How do you balance work with being a foster carer?
An important consideration will be whether you foster alone or with a partner who can share responsibilities as a carer. Fostering couples can arrange work schedules to ensure there is always somebody available. It can be challenging and requires a considerable amount of organisation.
But fostering can replicate what many birth families do, where parents work a certain amount of hours every week, organised around their caring responsibilities. In this regard, the adoption of remote working by many employers has given foster carers more options. This makes it easier to organise working hours around the child’s needs and schedule. It also means you are more likely to be better placed to respond to if you are needed at short notice.
Carmelah, who fosters for Stockport Council, is a nurse who works for the NHS, while her partner is a British Telecom manager. They have been fostering younger children, as well as bringing up their own young son and daughter, and combine fostering with their work.
“We juggle a lot!” says Carmelah. “We are like any busy family, with children at school and the nursery and organising our work commitments around the children. We always find time to be together and enjoy being a family. Nursing is important to me, particularly at this time when the NHS is short-staffed, so we work as a family to make it possible.”
Combining fostering and running your own business is also popular.
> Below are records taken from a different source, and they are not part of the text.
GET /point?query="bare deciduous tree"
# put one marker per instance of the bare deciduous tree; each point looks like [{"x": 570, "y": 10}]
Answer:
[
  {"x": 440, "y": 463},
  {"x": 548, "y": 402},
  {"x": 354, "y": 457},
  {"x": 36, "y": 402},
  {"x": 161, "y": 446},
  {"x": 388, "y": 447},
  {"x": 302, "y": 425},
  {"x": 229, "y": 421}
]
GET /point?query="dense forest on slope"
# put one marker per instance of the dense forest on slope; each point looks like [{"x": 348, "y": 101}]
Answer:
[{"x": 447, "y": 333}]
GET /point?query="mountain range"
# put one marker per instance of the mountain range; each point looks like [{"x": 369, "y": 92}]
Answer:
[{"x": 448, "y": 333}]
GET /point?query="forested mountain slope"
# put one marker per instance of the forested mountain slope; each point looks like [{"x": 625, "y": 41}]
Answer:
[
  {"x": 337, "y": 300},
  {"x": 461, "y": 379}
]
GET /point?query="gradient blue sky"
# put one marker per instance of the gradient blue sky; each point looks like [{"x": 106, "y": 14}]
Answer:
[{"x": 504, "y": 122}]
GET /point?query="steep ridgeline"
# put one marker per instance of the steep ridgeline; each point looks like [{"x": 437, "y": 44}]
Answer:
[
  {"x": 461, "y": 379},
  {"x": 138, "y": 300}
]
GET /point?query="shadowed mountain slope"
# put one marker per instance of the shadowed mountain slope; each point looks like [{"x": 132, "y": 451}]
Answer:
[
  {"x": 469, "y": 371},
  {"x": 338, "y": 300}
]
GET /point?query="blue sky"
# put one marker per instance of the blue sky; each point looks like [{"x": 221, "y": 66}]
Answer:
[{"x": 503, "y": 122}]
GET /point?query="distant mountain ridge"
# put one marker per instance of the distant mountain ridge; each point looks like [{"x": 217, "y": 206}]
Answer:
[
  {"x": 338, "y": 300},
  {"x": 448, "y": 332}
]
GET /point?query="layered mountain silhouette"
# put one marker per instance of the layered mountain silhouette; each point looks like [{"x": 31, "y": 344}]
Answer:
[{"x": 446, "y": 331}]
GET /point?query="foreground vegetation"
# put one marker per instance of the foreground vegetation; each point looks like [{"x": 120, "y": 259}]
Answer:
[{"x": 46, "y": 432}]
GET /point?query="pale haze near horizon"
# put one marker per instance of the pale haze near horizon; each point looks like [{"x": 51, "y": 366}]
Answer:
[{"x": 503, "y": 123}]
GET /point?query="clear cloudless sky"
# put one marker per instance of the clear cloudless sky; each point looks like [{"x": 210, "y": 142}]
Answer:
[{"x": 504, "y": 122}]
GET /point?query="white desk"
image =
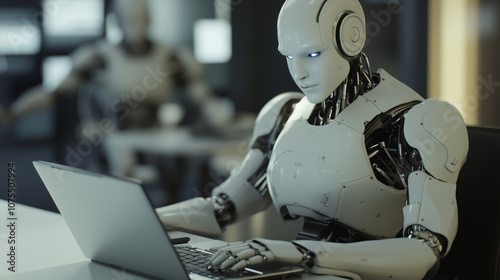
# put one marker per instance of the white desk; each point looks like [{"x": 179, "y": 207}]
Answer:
[
  {"x": 44, "y": 242},
  {"x": 46, "y": 250}
]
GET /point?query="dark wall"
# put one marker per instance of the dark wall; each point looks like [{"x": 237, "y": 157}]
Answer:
[
  {"x": 488, "y": 92},
  {"x": 397, "y": 42}
]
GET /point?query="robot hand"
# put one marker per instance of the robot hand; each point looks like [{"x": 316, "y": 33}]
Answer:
[
  {"x": 195, "y": 215},
  {"x": 238, "y": 255}
]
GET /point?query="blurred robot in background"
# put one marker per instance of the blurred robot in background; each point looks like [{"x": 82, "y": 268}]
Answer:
[
  {"x": 367, "y": 162},
  {"x": 130, "y": 83}
]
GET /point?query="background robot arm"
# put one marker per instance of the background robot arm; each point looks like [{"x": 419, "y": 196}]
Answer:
[{"x": 245, "y": 191}]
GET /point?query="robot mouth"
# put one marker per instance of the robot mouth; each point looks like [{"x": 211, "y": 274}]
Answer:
[{"x": 308, "y": 86}]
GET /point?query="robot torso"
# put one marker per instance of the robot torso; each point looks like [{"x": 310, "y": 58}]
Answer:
[{"x": 324, "y": 172}]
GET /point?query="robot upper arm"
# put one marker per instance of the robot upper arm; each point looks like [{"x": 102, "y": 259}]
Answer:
[
  {"x": 437, "y": 130},
  {"x": 271, "y": 119}
]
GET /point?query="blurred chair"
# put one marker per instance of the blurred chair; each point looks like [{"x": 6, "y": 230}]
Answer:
[{"x": 475, "y": 253}]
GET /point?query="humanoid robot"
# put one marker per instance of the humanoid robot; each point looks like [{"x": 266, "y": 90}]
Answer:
[
  {"x": 129, "y": 83},
  {"x": 370, "y": 165}
]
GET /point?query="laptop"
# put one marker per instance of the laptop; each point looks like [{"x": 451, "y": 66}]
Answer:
[{"x": 114, "y": 223}]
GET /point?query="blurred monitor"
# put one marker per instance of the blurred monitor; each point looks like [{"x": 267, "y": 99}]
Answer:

This gives foster carers and their partners more control over their working hours, with scope to rearrange commitments when they need to. Steve and Karen foster for Tameside Council. They combine their busy fostering lives with running their own digital printing business, specialising in embroidered workwear. Steve says: “I was made redundant eight years ago. At the time I was caring for my father, so with no job to turn to I set up my own business working from home.
“We had wanted to foster for several years but decided to wait until our son, Josh, was older. By this time the business was established and Karen and Josh were working alongside me. It works really well with fostering. The three of us make a good team.”
It should be stressed that none of these options are easy. Fostering is demanding, both mentally and physically. The traditional support network (grandparents, aunts and uncles, classmates’ parents) may not be available to you, so will need to think about what kind of support you might need and how this can be put in place. The best thing to do is to discuss your expectations with your social worker, who can help you get the most from your fostering career by advising what would be the best kind of fostering for you.
If you work, whether it is full- or part-time, it makes sense to keep your line manager informed about your fostering commitments from the outset. Tell them when you apply to foster and talk them through the process. It will help them to know that you have considered how it may affect your work and that you have arrangements in place to support you.
At the same time, your employer may be open to the idea of making adjustments to your working schedule to support your fostering. More companies are signing up to be Fostering Friendly employers, incorporating fostering and adoption into HR policies.
The Fostering Friendly Employers Scheme was introduced by the Fostering Network charity to support employers to understand and respond to the needs of their foster carer employees. This includes offering foster carers flexible working and paid time off for training and settling a new child into their home. Fostering Friendly employers include Asda, Boots, British Gas, Environment Agency, O2, Sainsbury’s and Tesco.
Supporting foster carers is a brilliant way for businesses to show their Environmental, social, and governance (ESG) credentials while improving recruitment and retention. In any case, remember that your fostering provider is likely to contact your employer as part of the application process.